Gary,
PLEASE keep open seating. I travel over 100,000 miles a year on both SWA and AA here in Dallas. One of the worst things on AA is the "trainwreck" they call a boarding process (to be fair, it's the same on all the other non-SWA airlines). Watching the process once I get seated is a nightmare! Maude wants her bag in the overhead near her seat but Doug, who's eight rows back, put his bag there. Now Maude stands around looking for a place to stash her bag, holding up traffic until she has to head upstream and give it to the folks on the ramp to take below. Flight attendants are uncomfortable telling people to sit the heck down because - well - they need to be in "their" seat rather than the empty chair they're standing right next to. Finally, open seating introduces yet another common phenomenon: the guy who knows he has seat 6B so he waited until the plane was about to take off before running to the airport. With open seating, it's "so long, sucker" to that guy. I could go on...suffice it to say that I have now adopted a policy of closing my eyes until the cabin door is shut and everyone's seated on AA because I simply cannot stand to watch the boarding process anymore. During the same time on SWA, I'm usually striking up a great conversation with the person next to me, making the whole SWA experience more friendly, engaging, and enjoyable.

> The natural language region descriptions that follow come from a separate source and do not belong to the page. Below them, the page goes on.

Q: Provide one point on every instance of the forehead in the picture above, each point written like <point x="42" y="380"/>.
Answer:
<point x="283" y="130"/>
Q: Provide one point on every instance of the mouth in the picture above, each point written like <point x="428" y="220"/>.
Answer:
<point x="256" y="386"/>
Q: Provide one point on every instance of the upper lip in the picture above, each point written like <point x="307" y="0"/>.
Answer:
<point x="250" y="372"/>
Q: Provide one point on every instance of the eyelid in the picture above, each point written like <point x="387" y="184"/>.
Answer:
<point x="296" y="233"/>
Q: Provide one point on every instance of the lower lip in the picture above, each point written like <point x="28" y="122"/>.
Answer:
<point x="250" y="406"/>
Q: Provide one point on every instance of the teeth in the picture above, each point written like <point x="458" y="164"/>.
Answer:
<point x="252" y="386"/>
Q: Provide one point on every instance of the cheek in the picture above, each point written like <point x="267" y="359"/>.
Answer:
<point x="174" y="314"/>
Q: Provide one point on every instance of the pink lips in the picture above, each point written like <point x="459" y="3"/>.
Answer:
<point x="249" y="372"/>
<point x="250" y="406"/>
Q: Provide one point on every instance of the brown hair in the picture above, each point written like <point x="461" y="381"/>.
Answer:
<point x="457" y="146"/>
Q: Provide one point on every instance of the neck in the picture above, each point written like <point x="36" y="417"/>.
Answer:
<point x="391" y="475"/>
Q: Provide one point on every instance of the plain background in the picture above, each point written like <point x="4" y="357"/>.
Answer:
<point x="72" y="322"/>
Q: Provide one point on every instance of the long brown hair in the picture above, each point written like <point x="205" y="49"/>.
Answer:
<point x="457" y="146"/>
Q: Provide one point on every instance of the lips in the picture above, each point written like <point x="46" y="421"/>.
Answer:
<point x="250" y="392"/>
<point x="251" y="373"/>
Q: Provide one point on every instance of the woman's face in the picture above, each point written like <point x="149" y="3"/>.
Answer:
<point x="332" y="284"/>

BTW - folks may not like the "mayhem" at the SWA gate area but, in my view, it's a "pay-me-now or pay-me-later" kind of thing. I'd rather take some jostling and confusion in the relatively large air-conditioned boarding area than have the continuous struggle in the cramped, one-aisle airplane where your excellent flight attendants will now find themselves hamstrung to do much to accelerate the process because - hey, it's the customer's assigned seat.
Good luck as you make the choice. Please know that the more you become like "them", the less compelling your value proposition becomes for "us".
Joe
P.S. I'm not an airline operations expert but I really have a hard time believing even Southwest can load an "assigned seat" aircraft as fast as it does a "open seating" plane today. I hope someone in Operations is traveling on other airlines to see what a disaster it is (and it only seems to get worse with higher load factors).